OB Karin Welge: „Gelsenkirchen versorgt bereits unglaublich viele Menschen“
„Angesichts des Fachkräftemangels brauchen wir eigentlich jeden Menschen und müssen alle gemeinsam daran arbeiten, dass jeder, der zu uns kommt und ein Bleiberecht oder eine Bleibeperspektive hat, auch schnellstmöglich und bestmöglich integriert wird – damit derjenige überall in NRW die Chance hat, nachher einen guten Arbeitsplatz zu bekommen und die Gesellschaft zu stärken“, betont Welge.

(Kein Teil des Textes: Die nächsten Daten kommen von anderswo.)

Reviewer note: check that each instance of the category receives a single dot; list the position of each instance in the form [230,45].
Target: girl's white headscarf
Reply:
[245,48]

Gelsenkirchen dürfe mit dieser Aufgabe nicht alleine gelassen werden. „Denn Gelsenkirchen leistet bereits eine ganze Menge und versorgt unglaublich viele Menschen aus bildungsfernen Schichten und dem Fluchtgeschehen.“
Das sagt das Land
Die Landesregierung versucht aktuell nach eigener Aussage eine Lösung bei der Aufnahme nach der FlüAG-Quote zu finden.
Man prüfe die Auswirkungen sehr genau und stehe dazu im engen Austausch mit der der kommunalen Familie, um eine möglichst praktikable Lösung zu finden, hieß es Anfang der Woche auf WAZ-Nachfrage aus dem Integrationsministerium.